- Arms of Alexander Lindsay: Gules, a fess chequy argent and azure.
- Died: 1308
- Noble family: Lindsay family
- Father: David Lindsay
- Mother: Margaret de Lindsay

= Alexander Lindsay of Barnweill =

13th-century noble

Sir Alexander Lindsay (died 1308), Lord of Barnweill, Byres and Crawford, also known as Alexander de Lindsay, was a Scottish noble.

Alexander was the eldest son of Sir David Lindsay of Barnweill and Margaret de Lindsay. He swore fealty and homage to King Edward I of England on 28 July 1296 at Berwick.

On 9 July 1297, Alexander, together with Sir James Stewart, High Steward of Scotland, Sir John Stewart of Bonkyll, Sir Robert de Brus, jure uxoris Earl of Carrick and Robert Wishart, Bishop of Glasgow capitulated at Irvine. He was on the English side in the Bishop of Durham Antony Bek's division during the Battle of Falkirk on 22 July 1298 that defeated the Scottish army. For his services, he was granted the former Lindsay lands of Crawford that had been passed by marriage to the Pinkeneys.
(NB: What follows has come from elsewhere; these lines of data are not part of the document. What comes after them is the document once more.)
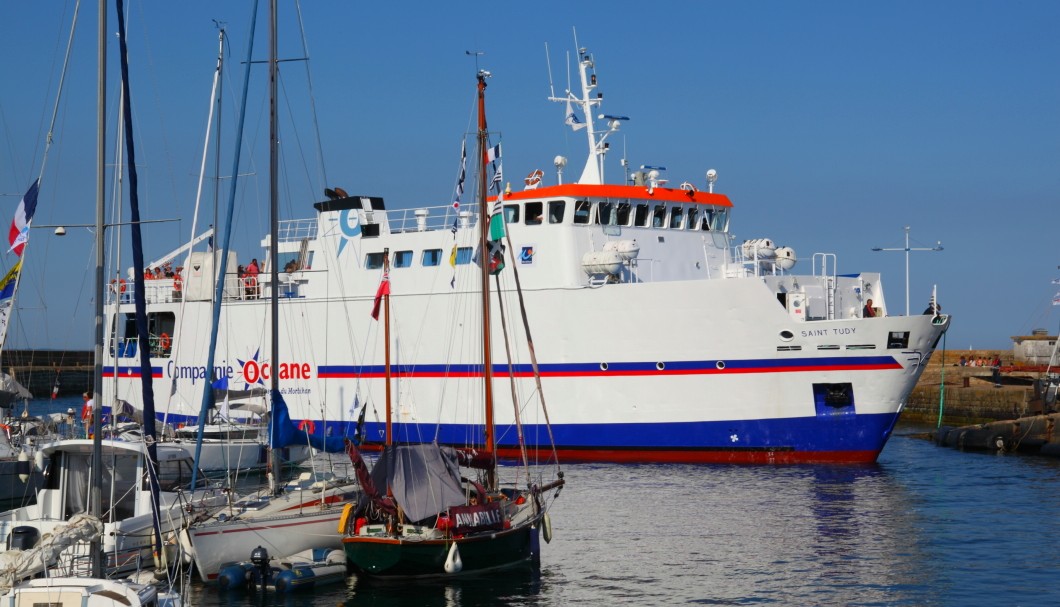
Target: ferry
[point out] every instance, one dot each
(658, 337)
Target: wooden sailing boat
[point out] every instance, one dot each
(424, 517)
(279, 520)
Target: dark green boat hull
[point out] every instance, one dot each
(389, 557)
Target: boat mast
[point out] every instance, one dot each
(386, 347)
(95, 493)
(274, 220)
(483, 248)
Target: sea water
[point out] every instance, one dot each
(925, 525)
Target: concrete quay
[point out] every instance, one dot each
(970, 395)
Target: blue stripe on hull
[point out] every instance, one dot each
(838, 438)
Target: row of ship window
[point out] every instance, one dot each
(625, 214)
(635, 214)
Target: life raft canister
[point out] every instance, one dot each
(533, 179)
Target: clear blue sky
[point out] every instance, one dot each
(831, 124)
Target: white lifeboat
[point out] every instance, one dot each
(785, 257)
(626, 249)
(596, 263)
(759, 248)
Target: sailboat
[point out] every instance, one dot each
(141, 491)
(303, 514)
(425, 514)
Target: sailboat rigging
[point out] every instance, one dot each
(421, 516)
(286, 518)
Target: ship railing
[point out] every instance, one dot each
(429, 218)
(294, 230)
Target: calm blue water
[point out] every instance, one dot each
(925, 525)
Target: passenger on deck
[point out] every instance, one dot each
(251, 279)
(868, 311)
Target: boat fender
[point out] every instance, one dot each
(343, 518)
(23, 458)
(454, 564)
(295, 578)
(234, 576)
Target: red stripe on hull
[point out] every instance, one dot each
(702, 456)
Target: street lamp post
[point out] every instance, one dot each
(937, 247)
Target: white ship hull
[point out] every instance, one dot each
(686, 355)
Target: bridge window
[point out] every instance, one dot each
(373, 261)
(658, 216)
(693, 216)
(582, 209)
(676, 216)
(431, 257)
(403, 259)
(720, 222)
(708, 217)
(555, 210)
(640, 216)
(511, 213)
(534, 211)
(605, 214)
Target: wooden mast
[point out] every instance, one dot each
(483, 251)
(386, 347)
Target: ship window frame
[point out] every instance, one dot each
(534, 213)
(583, 212)
(373, 260)
(511, 213)
(640, 215)
(692, 219)
(720, 221)
(658, 216)
(430, 257)
(403, 259)
(708, 219)
(464, 255)
(605, 207)
(676, 217)
(557, 210)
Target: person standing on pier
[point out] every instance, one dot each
(86, 412)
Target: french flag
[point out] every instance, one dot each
(20, 225)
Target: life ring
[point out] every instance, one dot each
(533, 179)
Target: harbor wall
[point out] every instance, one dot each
(39, 371)
(970, 395)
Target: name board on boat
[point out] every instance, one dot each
(476, 518)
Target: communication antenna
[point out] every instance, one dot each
(475, 54)
(548, 61)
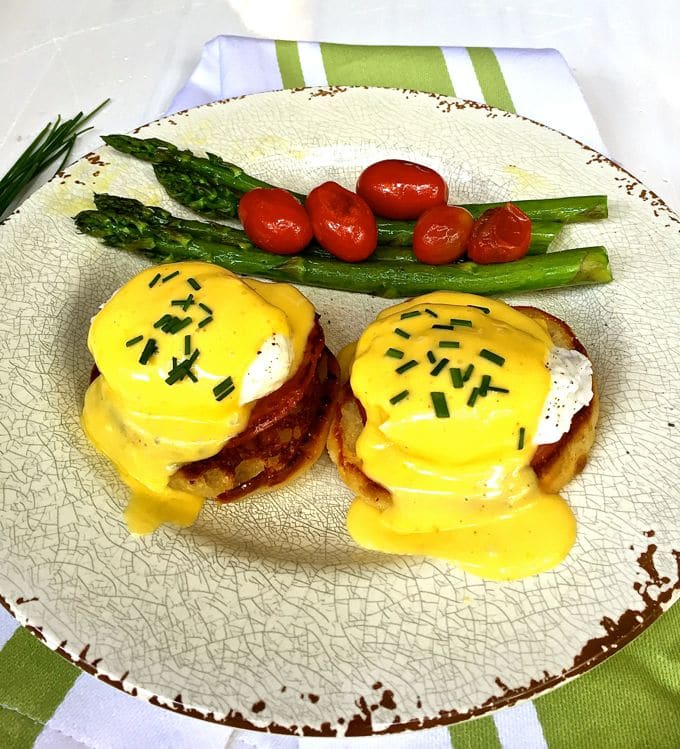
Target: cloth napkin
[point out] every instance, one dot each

He was ordered in September 1305 to leave Scotland for six months for his participation in the uprising of Sir William Wallace and Sir Andrew Moray. He was also a supporter of Robert de Brus. Alexander was captured at the fall of Kildrummy Castle on 13 September 1306. He was taken to England and held prisoner. Alexander was one of the leaders of the Scottish army that campaigned in Galloway in 1308. He was lastly summoned to the Scottish parliament in 1309, however apparently had died in 1308.

==Family==
Alexander married Beatrix Alice Stewart a daughter of Alexander Stewart, High Steward of Scotland. He is known to have had the following issue:
- David Lindsay of Crawford, married Maria de Abernethy, had issue.
- Alexander Lindsay of Ormistoun
- Reginald Lindsay
- William Lindsay, canon of Glasgow
- Beatrice Lindsay, married firstly Archibald Douglas, and secondly, Robert Erskine of that Ilk (Beatrice's Half Brother), had issue from both marriages.